The previous passage ended, saying that because Jesus answered his critics so convincingly they didn't dare ask him anything else (v. 40). But the confrontation is not yet over! Now Jesus goes on the offensive, so to speak. He has questions for his critics. They have been criticizing him for doing things that imply he has authority equal to God Himself: forgiving sins, for example (Luke 5:20-26). In their eyes, because the Messiah was predicted to be a descendant of King David (i.e., a "son of David"; see 2 Sam 7:12-17), he was not greater in authority than David, who of course was subordinate to God. But Jesus has a very difficult question for them.
Most of the Psalms have what is called a superscription at the very beginning. Because modern editions of the Bible set them in different type from the words of the psalm proper and/or center them above the text, it can give the false impression that these are the remarks of modern editors, not the words of Scripture itself. But in fact they are found in the most ancient manuscripts of the Hebrew Bible, and not written in such a way as to differentiate them from the following text. They are therefore part of the authoritative text of Scripture.
Psalm 110 was generally regarded as messianic in Jesus' day. The superscription in Psalm 110 reads "A psalm of David", which has been generally taken as the identification of the author, and was certainly understood this way in Jesus' days. If David is the author, he is the one speaking the words. And his words include the verse: "The LORD (Hebrew Yahweh, i.e., God) said to my lord (Hebrew אדֹנִי adoni), 'Sit at my right hand while I make your enemies into your footstool'" (v. 1). The Hebrew words translated as "LORD" (rightly capitalized in translation) and "my lord" are different. The first refers exclusively to God, the second is the ordinary word for one superior in rank, such as one's father, a priest or the king: someone whose authority over you you recognize.
Jesus' question is the obvious one: If David calls the Messiah "my lord", how can you interpret "David's son" in such a way as to make him in no way superior in authority? You criticize me and accuse me of blasphemy when I claim authority from God to heal, raise the dead and forgive sins, because I am "Son of David" to those who acclaim me the Messiah (see Matt 12:23; 15:22; 20:31; 21:9, 15; Luke 18:38-39). But you do not understand your own Scriptures, which clearly show that the Messiah was David's lord, and therefore superior in authority to any king.
I have paraphrased the clear intent of Jesus' question, which once again left his critics disarmed and unable to answer. Of course, Luke gives us no record of how Jesus himself answered the question on this occasion. Perhaps—as in the case of early situations in which he told his accusers that, since they would not answer him, neither would he answer them (Luke 20:1-8)—in this case he simply left them to ponder the question.

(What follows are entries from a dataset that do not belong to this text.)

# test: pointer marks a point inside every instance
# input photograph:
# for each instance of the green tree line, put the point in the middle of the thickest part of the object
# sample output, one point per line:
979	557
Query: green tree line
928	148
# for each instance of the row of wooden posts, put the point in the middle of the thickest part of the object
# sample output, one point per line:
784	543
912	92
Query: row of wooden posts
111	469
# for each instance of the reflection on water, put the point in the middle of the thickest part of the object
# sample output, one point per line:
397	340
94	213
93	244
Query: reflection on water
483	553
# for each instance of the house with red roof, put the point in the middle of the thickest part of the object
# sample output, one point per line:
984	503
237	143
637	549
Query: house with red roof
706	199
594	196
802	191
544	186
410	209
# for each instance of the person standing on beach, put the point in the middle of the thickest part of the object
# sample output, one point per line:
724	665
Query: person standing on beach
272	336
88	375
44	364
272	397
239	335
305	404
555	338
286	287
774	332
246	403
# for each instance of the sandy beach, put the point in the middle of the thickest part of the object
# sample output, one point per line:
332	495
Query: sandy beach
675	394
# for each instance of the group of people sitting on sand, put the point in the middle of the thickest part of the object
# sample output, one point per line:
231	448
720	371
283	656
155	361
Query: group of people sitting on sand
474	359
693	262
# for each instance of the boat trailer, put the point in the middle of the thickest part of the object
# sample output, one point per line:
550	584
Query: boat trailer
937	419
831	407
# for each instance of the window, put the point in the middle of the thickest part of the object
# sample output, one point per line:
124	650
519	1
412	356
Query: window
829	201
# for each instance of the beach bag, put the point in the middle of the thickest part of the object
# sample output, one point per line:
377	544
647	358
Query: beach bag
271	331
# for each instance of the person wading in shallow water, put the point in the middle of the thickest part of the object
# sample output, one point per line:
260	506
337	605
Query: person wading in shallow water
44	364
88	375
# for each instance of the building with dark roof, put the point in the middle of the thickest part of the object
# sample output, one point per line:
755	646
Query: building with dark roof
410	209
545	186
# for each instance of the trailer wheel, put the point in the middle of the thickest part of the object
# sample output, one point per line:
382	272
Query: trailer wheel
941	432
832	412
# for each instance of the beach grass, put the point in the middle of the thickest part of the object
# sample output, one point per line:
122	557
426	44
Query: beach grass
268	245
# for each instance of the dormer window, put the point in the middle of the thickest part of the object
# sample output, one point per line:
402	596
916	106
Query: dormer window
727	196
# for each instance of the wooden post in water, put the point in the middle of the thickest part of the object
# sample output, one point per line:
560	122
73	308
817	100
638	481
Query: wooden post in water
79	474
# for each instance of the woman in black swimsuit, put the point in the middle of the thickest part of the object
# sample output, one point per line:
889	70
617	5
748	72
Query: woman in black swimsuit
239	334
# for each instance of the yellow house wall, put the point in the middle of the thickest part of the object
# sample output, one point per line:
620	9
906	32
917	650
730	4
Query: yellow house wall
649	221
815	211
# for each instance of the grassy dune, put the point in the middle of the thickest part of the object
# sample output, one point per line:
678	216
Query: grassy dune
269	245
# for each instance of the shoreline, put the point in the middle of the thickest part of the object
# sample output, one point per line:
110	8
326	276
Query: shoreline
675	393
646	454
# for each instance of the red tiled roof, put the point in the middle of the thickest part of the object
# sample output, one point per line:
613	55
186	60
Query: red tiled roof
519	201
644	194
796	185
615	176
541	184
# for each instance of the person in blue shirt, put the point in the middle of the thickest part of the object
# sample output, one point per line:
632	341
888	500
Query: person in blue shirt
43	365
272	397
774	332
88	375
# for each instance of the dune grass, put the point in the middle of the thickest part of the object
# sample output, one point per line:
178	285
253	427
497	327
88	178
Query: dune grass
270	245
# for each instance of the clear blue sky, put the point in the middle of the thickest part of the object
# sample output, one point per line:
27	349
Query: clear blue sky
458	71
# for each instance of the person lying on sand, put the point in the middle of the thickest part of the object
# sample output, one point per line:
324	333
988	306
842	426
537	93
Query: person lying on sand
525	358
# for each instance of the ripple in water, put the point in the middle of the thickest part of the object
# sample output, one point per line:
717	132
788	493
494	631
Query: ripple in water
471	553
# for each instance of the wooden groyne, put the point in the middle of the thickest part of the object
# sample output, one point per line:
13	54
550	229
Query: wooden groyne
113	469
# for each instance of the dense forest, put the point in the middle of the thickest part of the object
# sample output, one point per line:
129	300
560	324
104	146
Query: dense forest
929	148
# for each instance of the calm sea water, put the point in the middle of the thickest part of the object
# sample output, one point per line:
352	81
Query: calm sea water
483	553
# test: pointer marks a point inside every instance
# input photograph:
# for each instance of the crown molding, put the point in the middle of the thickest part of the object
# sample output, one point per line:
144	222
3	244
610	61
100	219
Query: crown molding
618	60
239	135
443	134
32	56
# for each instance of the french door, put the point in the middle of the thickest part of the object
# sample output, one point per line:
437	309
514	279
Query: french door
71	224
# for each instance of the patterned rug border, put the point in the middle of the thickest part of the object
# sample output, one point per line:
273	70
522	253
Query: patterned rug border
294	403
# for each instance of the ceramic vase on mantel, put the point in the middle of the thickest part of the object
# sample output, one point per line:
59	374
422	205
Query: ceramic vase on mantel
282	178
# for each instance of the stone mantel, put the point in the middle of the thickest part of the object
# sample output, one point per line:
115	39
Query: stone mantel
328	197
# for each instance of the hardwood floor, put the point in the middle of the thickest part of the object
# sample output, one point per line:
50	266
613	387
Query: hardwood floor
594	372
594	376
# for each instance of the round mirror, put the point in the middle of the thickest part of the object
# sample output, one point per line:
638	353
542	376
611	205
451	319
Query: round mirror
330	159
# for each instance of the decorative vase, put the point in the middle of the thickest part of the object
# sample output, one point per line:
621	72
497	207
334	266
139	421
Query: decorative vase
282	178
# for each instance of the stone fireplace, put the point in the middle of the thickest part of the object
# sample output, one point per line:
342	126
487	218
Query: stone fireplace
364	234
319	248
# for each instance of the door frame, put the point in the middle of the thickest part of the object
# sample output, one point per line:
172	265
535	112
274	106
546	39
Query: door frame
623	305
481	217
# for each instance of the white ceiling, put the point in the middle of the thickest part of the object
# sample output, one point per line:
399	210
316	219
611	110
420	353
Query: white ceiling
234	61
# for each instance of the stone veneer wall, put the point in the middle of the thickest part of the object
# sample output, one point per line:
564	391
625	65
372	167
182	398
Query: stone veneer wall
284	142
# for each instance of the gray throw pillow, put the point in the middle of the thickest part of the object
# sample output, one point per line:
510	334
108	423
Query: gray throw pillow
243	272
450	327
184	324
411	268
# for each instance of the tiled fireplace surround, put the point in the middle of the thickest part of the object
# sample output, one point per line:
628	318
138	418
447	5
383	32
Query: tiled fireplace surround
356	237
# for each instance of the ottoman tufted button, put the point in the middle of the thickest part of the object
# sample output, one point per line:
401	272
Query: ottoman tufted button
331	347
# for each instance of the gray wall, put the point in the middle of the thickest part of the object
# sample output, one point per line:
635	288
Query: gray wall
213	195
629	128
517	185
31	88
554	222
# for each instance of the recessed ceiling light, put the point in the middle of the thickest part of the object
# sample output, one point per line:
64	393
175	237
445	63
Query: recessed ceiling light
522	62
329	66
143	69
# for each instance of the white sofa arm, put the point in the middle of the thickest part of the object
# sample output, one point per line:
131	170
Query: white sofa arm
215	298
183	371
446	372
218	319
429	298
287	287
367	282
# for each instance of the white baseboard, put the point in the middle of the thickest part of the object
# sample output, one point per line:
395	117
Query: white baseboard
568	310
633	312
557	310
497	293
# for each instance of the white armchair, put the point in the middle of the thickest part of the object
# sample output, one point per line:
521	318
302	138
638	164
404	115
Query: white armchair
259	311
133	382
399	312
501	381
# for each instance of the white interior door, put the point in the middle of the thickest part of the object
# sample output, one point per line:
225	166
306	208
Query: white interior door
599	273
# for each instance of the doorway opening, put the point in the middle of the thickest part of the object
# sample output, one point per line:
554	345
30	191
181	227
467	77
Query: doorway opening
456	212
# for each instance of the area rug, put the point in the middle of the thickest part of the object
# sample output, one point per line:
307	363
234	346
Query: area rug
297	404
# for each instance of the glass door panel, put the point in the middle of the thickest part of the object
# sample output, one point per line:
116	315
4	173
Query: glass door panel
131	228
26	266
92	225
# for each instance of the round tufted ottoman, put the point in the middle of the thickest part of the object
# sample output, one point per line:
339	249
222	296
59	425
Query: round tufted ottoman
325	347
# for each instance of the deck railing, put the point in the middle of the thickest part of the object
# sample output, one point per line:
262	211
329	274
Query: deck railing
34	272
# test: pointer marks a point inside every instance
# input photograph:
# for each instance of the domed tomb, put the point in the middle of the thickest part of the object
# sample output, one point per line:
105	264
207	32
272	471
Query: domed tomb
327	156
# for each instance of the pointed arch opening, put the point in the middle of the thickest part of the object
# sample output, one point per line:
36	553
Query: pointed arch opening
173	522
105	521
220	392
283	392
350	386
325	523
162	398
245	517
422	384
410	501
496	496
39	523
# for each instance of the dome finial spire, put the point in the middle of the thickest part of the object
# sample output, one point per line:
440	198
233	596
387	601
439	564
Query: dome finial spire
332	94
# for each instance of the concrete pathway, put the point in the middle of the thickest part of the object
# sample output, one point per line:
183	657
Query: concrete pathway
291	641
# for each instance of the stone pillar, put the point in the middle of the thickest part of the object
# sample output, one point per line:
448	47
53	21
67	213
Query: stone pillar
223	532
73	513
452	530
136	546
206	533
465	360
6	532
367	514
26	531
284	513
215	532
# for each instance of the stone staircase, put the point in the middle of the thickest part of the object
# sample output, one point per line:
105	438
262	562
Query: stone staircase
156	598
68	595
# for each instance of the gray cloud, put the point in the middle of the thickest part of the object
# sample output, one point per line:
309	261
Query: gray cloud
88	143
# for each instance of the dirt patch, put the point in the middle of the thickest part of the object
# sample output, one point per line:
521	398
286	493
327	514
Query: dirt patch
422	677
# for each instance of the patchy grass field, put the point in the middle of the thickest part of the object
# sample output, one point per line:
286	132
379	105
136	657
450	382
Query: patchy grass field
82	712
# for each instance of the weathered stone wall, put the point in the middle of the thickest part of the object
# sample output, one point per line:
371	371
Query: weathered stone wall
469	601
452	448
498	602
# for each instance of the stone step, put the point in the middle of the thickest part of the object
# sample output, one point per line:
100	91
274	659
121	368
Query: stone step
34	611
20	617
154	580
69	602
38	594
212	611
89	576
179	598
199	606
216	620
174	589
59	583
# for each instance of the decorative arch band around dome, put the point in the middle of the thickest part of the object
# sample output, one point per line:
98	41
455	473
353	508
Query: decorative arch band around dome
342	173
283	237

It is a question everyone should consider as the season of the Jewish Passover and the Christian Easter approaches. Who is the Messiah promised to David? Is it the man named Jesus, born in Bethlehem (the town where David was born) in fulfillment of the prophecy in Micah 5:2 (see also Luke 2:4 and John 7:42 ), born of a virgin to fulfill the prophecy in Isaiah 7:14, who healed and raised the dead, who taught and explain the law of Moses perfectly, and who then suffered death to pay the penalty of the sins of us all (Isaiah 53)? If so, then he is not only David's "lord", but is the lord of every one of us!